In a seminal case, the North Carolina Court of Appeals ruled that indirect purchasers could bring antitrust claims under North Carolina law.  The North Carolina Business Court subsequently tried to define the scope of indirect-purchaser standing by developing a multi-factor test to determine when an indirect-purchaser injury was too remote or otherwise too difficult to prove to convey standing.

In Teague v. Bayer AG, the North Carolina Court of Appeals rejected the Business Court’s test.  The Teague court held that N.C. Gen. Stat. § 75-16, which controls standing in all Chapter 75 cases, should be read liberally to allow indirect-purchaser standing.

The North Carolina Supreme Court has never waded in on this precise issue. In one case, decided after Teague, the Supreme Court appeared to endorse the Court of Appeals’s broad interpretation of § 75-16, but that decision did not address indirect-purchaser standing in an antitrust case.

Carolinas HealthCare argued that the individual plaintiffs lacked standing because the insurers, not Carolinas HealthCare, set the prices for their insurance policies. Carolinas HealthCare argued that the plaintiffs could not demonstrate that the anti-steering provisions caused higher insurance premiums; in turn, any injury allegedly caused to the insureds was too speculative to convey standing.

The Business Court Rejects that the Alleged Injury to Insureds Is Too Speculative

Judge Robinson rejected Carolinas HealthCare’s argument.

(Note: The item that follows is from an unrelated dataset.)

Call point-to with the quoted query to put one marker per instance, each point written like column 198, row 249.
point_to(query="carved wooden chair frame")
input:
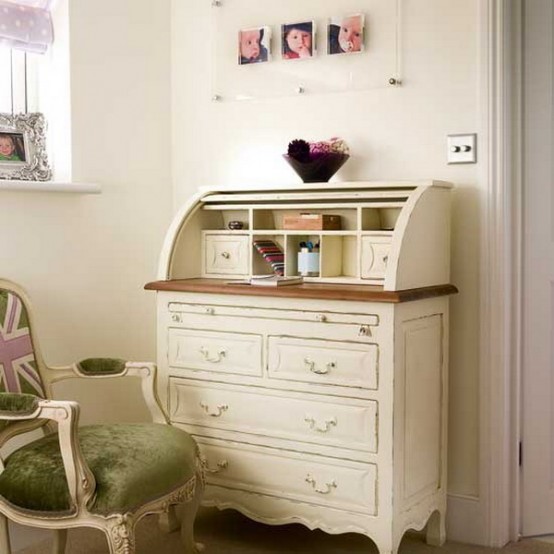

He determined that Teague is controlling precedent and that Teague did not require the plaintiffs “at the pleading stage to prove a causal chain between the Hospital’s challenged conduct and [p]laintiffs’ alleged injury.” Judge Robinson also expressly rejected the applicability of the Business Court’s prior multi-factor standing test. He also noted that the North Carolina Supreme Court has not spoken on the precise issue of indirect-purchaser standing.

Judge Robinson expressed concern, however, that healthcare and the health insurance industry are very important to society and the economy. He recognized that, even though the plaintiffs adequately pleaded standing, they would ultimately have to prove injury-in-fact and causation. Judge Robinson speculated that such an undertaking would involve burdensome, time-consuming, and expensive discovery.

In light of his concerns, Judge Robinson took the extraordinary step of encouraging Carolinas HealthCare to seek immediate review of his decision to the North Carolina Supreme Court. He went so far as to offer that he would stay all trial-court proceedings while the Supreme Court considered the appeal.

Judge Robinson’s decision is certainly not the last word on indirect-purchaser standing. Whether the North Carolina Supreme Court will weigh in now, or somewhere down the line, is anyone’s guess. As of the time that this post went to press, Carolinas HealthCare had not noticed an appeal or applied for a writ to the Supreme Court to hear the case interlocutory. The time for Carolinas HealthCare to do so, however, has not yet run.